La bataille des systèmes d’exploitation pour mobile : le cas Android
Face à Apple, qui compte s’imposer sur le marché de la téléphonie mobile grâce à son terminal, l’iPhone, et les services embarqués qu’il inclut, Google se positionne à l’inverse sur les systèmes d’exploitation pour mobiles, espérant devenir demain incontournable sur le « troisième écran », l’écran mobile, nouvel eldorado après le poste de télévision et l’écran du PC. L’enjeu est de taille : alors que les opérateurs de télécommunications proposent actuellement des téléphones bloqués, pour lesquels ils décident des services accessibles, le projet de Google ambitionne d’ouvrir l’accès aux services mobiles, faisant perdre aux opérateurs le contrôle du client final.
Après avoir racheté en 2005 la société Android, spécialisée dans la conception de systèmes d’exploitation pour mobiles, Google a annoncé, le 5 novembre 2007, son arrivée sur ce marché avec le lancement d’un système d’exploitation ouvert, baptisé sans surprise Android. Une première version de la plate-forme Android a été présentée à l’occasion de l’ouverture du Congrès mondial de la téléphonie à Barcelone, le 11 février 2008. La stratégie de Google est donc limpide : s’imposer comme intermédiaire principal, grâce au contrôle de l’accès, entre l’usager et les services mobiles, pour ensuite placer ses propres services et récolter les revenus publicitaires ainsi générés.
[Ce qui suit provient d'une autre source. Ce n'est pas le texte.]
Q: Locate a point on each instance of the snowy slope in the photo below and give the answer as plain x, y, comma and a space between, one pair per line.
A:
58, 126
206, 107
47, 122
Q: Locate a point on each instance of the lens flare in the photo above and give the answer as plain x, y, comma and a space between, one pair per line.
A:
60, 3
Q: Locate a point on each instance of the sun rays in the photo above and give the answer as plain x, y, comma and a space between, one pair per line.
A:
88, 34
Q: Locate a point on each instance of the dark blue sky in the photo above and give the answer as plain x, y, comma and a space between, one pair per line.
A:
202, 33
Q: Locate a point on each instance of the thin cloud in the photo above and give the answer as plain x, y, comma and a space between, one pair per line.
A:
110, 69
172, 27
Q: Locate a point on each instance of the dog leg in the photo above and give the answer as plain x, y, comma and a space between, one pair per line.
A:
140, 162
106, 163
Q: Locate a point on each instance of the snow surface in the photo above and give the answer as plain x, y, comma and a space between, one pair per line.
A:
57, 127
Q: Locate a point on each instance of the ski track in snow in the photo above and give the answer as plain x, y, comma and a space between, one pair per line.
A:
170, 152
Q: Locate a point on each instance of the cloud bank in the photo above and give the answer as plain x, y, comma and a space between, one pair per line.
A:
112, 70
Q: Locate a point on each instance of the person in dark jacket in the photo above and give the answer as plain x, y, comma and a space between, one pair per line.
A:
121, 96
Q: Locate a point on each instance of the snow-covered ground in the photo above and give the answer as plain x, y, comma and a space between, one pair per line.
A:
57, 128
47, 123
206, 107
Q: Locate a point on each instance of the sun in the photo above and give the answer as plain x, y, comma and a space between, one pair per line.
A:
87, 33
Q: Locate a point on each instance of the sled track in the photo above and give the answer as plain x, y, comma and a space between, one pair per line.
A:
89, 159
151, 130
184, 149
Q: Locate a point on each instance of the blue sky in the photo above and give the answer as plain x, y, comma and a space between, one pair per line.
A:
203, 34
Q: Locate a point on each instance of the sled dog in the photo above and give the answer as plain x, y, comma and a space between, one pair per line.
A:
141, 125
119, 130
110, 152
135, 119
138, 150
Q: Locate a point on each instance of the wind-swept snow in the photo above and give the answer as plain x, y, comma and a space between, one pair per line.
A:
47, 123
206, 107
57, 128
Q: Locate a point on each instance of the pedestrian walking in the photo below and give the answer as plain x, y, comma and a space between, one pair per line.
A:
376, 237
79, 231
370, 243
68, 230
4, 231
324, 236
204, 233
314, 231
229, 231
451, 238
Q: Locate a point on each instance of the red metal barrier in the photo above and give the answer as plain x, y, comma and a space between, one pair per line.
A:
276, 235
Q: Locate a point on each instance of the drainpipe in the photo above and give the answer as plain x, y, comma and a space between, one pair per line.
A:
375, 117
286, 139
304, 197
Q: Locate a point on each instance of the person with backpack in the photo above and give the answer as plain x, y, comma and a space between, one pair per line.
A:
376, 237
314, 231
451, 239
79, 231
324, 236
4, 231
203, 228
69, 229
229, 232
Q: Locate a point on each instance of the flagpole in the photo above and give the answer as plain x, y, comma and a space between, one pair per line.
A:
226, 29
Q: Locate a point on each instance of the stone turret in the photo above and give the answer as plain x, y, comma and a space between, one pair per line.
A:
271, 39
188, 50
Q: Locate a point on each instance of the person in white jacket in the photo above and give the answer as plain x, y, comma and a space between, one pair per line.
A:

A cet égard, les premières démonstrations d’Android révèlent une interface proche de celle de l’iPhone d’Apple où les fonctions accessibles sont pour l’essentiel des services Google : le moteur de recherche, la géolocalisation avec Google Maps, l’échange de vidéos avec YouTube ou le courrier électronique avec Gmail.
Pour s’imposer face à ses concurrents, Apple, mais surtout Symbian et Microsoft, Google entend multiplier les partenariats, trente noms des télécommunications étant déjà associés au projet Android, dans le cadre de l’Open Handset Alliance, qu’il s’agisse de constructeurs, à l’instar de l’américain Motorola, des asiatiques HTC, LG et Samsung, ou qu’il s’agisse d’opérateurs, comme le japonais NTT DoCoMo, China Mobile, l’espagnol Telefonica ou l’américain Sprint Nextel. Les fabricants de composants sont également associés à ce projet qui doit faire naître une nouvelle lignée de téléphones mobiles intelligents, Intel, Qualcomm ou Nvidia par exemple. LG et Samsung ont par ailleurs d’ores et déjà annoncé le lancement de mobiles équipés d’Android avant la fin de l’année 2008 ou, au plus tard, au premier trimestre 2009.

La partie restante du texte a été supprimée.